The Second interview had questions involving:
– Logarithms on graphs and points of intersection
– Proof by induction
– Rates, differentiation and shape. (all in one)I actually remember this question the best. Perhaps because it’s the one that I made the most stupid mistake on. There is a square, in which is a circle. the circle meets the square in four places so that the sides of the square form tangents to the circle. if the circumference of the circle increases at a rate of 6cm/s, by what rate does the perimeter of the square increase?
– and a question on infinate probability.
The third interview was my worst. Questions:
– If I go from A to B at 40mph, and back from B to A at 60mph, assuming there is no time taken in the turn, is my average speed more or less that 50mph? (It’s not 50mph itself)
– One concerning binary numbers and multiple routes of a path
– Proof by contradiction
– The pigeon hole theory ( Basically: If there are twelve holes, if you have more that twelve letters one hole must contain more that one letter. But using this on ‘further’ applications’)
I think that was about it…

I wore, black trousers, and a brown long sleeved top over a green t shirt, and a scarf thing. It was really very cold. I didn’t wear a suit because I don’t own one, and would feel silly. I just wore something that I was comfortable in yet something that wasn’t too casual.

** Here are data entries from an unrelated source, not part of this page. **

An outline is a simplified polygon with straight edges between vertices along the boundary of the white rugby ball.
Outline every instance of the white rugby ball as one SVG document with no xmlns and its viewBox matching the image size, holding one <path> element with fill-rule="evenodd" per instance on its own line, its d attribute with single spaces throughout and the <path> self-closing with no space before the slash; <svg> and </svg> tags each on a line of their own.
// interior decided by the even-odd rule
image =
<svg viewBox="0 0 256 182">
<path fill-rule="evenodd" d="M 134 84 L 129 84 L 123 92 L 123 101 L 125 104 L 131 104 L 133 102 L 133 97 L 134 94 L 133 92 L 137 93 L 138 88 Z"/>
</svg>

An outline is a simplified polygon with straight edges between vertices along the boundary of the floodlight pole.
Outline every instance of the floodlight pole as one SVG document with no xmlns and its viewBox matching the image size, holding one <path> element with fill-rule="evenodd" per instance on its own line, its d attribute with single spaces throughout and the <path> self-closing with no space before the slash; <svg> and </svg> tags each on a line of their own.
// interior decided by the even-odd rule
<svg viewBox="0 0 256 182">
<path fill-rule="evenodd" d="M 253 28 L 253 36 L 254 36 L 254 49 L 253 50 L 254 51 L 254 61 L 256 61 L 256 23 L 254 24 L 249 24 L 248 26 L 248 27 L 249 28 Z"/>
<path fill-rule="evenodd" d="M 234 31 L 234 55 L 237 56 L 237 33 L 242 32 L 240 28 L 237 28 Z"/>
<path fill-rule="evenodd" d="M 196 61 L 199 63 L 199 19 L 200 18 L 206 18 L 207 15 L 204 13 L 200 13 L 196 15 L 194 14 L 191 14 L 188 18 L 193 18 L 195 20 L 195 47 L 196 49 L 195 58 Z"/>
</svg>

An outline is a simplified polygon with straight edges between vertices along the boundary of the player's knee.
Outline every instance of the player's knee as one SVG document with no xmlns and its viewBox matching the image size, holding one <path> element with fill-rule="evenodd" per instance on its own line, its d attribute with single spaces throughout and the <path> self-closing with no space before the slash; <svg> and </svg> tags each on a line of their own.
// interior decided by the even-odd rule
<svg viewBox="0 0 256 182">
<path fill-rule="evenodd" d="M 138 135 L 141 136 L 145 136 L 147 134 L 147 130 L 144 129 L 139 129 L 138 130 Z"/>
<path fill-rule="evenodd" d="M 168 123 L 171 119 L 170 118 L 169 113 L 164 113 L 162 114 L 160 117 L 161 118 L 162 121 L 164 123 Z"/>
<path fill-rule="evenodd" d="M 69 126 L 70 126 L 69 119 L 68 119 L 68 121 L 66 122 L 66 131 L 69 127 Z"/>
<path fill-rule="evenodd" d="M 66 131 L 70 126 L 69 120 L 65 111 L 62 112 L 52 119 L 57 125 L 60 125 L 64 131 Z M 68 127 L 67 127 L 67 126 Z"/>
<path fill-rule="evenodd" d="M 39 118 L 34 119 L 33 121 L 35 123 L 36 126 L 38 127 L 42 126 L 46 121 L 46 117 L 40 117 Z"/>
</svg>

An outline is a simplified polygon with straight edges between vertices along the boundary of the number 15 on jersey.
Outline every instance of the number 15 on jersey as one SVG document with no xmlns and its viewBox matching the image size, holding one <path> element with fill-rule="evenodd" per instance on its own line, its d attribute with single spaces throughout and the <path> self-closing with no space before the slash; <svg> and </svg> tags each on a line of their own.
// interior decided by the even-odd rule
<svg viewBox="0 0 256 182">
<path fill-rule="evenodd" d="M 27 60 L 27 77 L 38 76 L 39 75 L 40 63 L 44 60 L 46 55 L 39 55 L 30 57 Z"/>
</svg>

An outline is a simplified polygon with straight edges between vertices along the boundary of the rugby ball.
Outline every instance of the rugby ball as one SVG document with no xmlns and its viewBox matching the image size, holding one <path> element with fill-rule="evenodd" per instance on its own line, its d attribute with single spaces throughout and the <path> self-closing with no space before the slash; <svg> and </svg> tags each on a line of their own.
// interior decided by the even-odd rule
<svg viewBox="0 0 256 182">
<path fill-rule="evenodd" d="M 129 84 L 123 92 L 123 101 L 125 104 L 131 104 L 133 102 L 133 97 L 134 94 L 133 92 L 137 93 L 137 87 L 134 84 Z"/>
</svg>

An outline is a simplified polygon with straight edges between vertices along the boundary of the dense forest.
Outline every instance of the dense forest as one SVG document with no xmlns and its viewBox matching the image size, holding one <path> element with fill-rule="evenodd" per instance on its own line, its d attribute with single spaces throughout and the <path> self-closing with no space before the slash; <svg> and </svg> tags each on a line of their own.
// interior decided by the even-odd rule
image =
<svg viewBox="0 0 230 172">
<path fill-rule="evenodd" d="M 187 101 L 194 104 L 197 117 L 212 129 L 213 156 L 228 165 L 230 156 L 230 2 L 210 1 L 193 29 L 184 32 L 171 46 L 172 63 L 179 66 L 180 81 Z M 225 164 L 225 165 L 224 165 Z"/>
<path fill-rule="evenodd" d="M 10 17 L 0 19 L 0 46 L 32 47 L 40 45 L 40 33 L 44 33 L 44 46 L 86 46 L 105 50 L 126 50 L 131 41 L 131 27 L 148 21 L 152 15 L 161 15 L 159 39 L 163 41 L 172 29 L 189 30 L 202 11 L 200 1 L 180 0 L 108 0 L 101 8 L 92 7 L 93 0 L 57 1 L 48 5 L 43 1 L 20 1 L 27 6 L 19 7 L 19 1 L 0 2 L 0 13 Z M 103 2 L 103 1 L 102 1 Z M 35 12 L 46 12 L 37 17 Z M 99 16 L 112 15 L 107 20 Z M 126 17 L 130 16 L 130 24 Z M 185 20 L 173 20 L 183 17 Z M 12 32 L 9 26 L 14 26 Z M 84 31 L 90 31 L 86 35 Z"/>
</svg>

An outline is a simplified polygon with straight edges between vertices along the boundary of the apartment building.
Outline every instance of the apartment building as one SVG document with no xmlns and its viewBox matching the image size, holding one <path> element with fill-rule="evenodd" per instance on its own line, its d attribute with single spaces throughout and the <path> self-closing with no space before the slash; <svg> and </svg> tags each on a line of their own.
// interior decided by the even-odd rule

As I have said, it was beautiful.

The room was actually really big. There was this massive window with huge curtains. The bathroom was a bit dogey though, it was down some rickety stairs and quite far from my actual room. But I expect you’d get used to that. Out of a choice between the ‘new’ rooms and the ‘old’ rooms, i’d definitely pick the old ones. They have more character and the new ones look like travelodge rooms.

The food was actually really nice. There was a wide selection and it was free, so that made the taste even better.

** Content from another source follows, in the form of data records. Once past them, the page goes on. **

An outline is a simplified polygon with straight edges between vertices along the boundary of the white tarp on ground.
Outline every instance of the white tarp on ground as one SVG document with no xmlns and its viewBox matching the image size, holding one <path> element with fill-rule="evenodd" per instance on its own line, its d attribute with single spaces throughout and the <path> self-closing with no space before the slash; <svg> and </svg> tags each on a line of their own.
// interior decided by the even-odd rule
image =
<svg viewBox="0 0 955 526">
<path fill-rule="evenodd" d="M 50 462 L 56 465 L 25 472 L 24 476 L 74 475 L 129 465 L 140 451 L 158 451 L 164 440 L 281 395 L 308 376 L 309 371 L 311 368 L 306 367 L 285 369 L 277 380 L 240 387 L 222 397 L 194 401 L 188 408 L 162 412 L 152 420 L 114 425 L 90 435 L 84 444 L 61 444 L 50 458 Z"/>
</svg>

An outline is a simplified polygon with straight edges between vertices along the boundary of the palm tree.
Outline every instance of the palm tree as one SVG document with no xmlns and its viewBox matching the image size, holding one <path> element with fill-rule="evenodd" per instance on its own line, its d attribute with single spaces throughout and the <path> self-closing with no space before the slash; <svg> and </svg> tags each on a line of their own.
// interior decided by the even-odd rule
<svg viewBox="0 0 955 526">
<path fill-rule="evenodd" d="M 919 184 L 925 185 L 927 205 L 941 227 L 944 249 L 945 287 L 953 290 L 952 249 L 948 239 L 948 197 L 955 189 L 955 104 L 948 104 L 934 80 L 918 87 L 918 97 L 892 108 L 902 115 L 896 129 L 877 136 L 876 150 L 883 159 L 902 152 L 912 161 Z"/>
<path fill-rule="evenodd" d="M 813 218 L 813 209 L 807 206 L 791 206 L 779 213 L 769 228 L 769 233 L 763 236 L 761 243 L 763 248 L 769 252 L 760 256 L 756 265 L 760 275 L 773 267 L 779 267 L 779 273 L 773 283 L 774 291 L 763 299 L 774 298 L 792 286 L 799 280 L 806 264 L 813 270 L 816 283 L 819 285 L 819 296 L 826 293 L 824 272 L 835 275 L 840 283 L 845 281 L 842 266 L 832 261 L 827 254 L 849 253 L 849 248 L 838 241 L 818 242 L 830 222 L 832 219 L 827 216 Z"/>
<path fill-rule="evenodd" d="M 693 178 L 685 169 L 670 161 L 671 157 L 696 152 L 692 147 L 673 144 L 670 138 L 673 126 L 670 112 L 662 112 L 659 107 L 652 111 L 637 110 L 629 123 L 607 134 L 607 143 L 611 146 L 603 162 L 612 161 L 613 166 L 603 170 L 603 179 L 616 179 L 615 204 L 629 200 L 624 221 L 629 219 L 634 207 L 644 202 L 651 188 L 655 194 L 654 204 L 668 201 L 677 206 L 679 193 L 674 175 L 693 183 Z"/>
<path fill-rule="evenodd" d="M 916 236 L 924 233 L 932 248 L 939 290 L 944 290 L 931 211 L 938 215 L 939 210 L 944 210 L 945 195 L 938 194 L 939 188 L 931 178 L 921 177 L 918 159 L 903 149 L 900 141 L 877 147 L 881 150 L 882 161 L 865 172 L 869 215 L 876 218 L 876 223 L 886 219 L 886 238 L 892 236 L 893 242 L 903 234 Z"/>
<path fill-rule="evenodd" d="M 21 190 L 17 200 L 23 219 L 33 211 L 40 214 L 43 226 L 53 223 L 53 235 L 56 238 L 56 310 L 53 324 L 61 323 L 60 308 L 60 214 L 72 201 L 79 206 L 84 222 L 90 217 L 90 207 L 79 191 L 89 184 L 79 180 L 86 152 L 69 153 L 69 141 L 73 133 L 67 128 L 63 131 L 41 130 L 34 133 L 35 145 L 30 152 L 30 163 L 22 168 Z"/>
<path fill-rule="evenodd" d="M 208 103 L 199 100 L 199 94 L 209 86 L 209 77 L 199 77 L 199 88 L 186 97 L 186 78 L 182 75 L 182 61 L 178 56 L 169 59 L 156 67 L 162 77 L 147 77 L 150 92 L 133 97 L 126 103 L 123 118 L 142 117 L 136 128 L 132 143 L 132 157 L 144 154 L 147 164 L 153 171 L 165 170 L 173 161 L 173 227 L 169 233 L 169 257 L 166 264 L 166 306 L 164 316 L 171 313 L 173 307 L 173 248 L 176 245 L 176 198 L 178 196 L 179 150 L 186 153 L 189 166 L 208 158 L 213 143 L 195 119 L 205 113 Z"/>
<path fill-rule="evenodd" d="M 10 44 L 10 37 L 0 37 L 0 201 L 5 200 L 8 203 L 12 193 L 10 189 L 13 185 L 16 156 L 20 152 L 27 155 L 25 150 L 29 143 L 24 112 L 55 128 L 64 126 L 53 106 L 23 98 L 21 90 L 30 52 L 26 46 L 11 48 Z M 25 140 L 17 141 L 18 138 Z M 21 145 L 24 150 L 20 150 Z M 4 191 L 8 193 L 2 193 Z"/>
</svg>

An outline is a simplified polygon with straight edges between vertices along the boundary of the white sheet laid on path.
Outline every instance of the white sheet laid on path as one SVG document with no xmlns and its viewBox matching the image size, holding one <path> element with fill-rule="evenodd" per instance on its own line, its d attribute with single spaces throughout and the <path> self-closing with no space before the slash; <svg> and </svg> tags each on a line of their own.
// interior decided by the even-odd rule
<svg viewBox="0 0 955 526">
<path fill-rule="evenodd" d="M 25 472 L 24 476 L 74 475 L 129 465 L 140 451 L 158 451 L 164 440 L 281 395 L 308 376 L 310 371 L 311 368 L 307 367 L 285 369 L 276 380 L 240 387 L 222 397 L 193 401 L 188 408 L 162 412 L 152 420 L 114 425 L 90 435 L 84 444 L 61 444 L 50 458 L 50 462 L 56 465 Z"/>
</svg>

They were very encouraging. I didn’t like the last one but that’s probably more because I couldn’t answer his questions rather than anything else. Everyone seemed very nice, and the porters were lovely.

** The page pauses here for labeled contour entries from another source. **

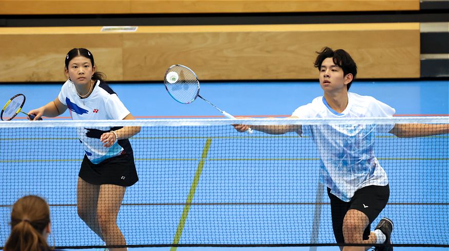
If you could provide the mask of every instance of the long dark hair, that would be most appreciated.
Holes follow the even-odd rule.
[[[318,54],[318,56],[317,56],[314,65],[315,67],[318,68],[319,71],[321,69],[323,61],[326,58],[331,57],[334,64],[343,69],[343,73],[345,76],[351,73],[353,74],[353,80],[356,79],[356,75],[357,74],[357,66],[349,54],[346,51],[341,49],[334,51],[329,47],[324,47],[321,51],[316,52]],[[353,83],[353,80],[346,86],[347,90],[349,89],[351,84]]]
[[[42,198],[29,195],[21,198],[11,213],[11,234],[5,251],[50,250],[42,235],[50,223],[50,208]]]
[[[89,51],[87,49],[84,48],[73,48],[67,53],[66,56],[66,69],[69,69],[69,62],[74,57],[79,56],[82,56],[90,59],[90,62],[92,64],[92,67],[95,66],[95,63],[93,60],[93,55],[92,52]],[[102,82],[104,82],[106,79],[106,75],[103,72],[95,72],[92,76],[92,79],[94,80],[99,80]]]

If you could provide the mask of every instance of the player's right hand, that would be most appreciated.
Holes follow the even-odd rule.
[[[246,132],[248,129],[249,129],[249,126],[247,124],[233,124],[234,128],[237,130],[238,132],[240,132],[241,133],[243,133]]]
[[[32,110],[28,112],[28,116],[27,116],[27,118],[28,120],[37,120],[39,119],[39,118],[42,117],[42,115],[44,115],[44,109],[42,108],[38,108],[37,109]],[[33,118],[31,118],[30,117],[31,116],[32,117],[33,116],[34,117]]]

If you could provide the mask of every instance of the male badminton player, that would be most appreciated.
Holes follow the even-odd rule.
[[[355,62],[343,50],[325,47],[315,62],[319,71],[323,96],[297,109],[291,118],[389,117],[395,110],[367,96],[348,92],[357,73]],[[235,125],[239,132],[250,127],[270,134],[303,132],[311,134],[321,157],[321,180],[327,186],[334,234],[337,243],[366,244],[341,246],[344,251],[392,250],[393,221],[382,219],[374,231],[371,223],[385,207],[389,196],[386,174],[374,156],[374,131],[398,137],[449,133],[447,124],[320,125],[301,126]],[[357,142],[347,140],[349,137]]]

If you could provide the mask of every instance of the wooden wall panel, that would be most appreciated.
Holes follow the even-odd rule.
[[[0,0],[0,14],[419,10],[419,0]]]
[[[324,46],[349,52],[360,78],[420,74],[418,23],[17,29],[0,28],[0,60],[8,62],[0,81],[60,81],[65,53],[79,47],[94,53],[110,80],[162,81],[175,64],[200,80],[315,79],[315,51]]]
[[[63,81],[64,57],[79,47],[95,52],[98,70],[108,79],[121,80],[122,34],[100,36],[99,31],[98,27],[0,28],[0,82]]]

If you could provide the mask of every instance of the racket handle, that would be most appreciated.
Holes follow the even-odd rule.
[[[33,114],[28,114],[28,117],[29,117],[31,119],[31,120],[33,120],[33,119],[34,119],[34,117],[35,117],[36,116],[34,116],[34,115],[33,115]],[[42,118],[39,118],[37,119],[37,120],[42,120]]]
[[[225,117],[227,117],[227,118],[236,118],[235,117],[234,117],[233,116],[232,116],[232,115],[229,114],[229,113],[228,113],[225,112],[224,111],[221,111],[221,113],[223,113],[223,115],[224,115],[225,116]],[[246,130],[246,132],[248,133],[252,133],[252,129],[251,129],[251,128],[248,128],[248,130]]]

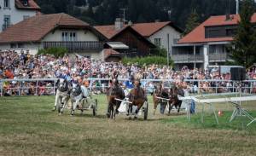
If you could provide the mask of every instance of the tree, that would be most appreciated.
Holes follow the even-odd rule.
[[[183,32],[183,36],[187,35],[190,32],[192,32],[196,26],[200,25],[199,23],[199,15],[195,9],[193,9],[189,17],[186,22],[186,29]]]
[[[256,61],[256,30],[251,23],[254,12],[253,0],[242,3],[237,33],[229,48],[230,57],[236,65],[248,67]]]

Very welcoming, they came and talked to us and gave us snippets of advice and horror stories from their own interviews which made everyone a lot more at ease.

Final stage

I was a bit aprehensive, I wasn’t sure how well i’d done. Obviously I really hoped to get in, but at the same time I was consious of not getting my hopes up too high, which considering the outcome was probably wise.

Well, I was actually asleep when the letter came, so my mum woke me. Half groggy opening this envelope containing a rejection isn’t the best morning wakening I have ever experienced. But I survived.

Looking back

Definitely. Even though I was unsuccessul, … it’s difficult to explain why.

Hmm… Have confidence, check your answers (unlike me, who managed to write 6 x 4 = 20), don’t get stressed if you can’t answer everything, and (though it’s overwhelming) try not to ask other applicants (for the same subject) how their interview went – what questions they were asked etc.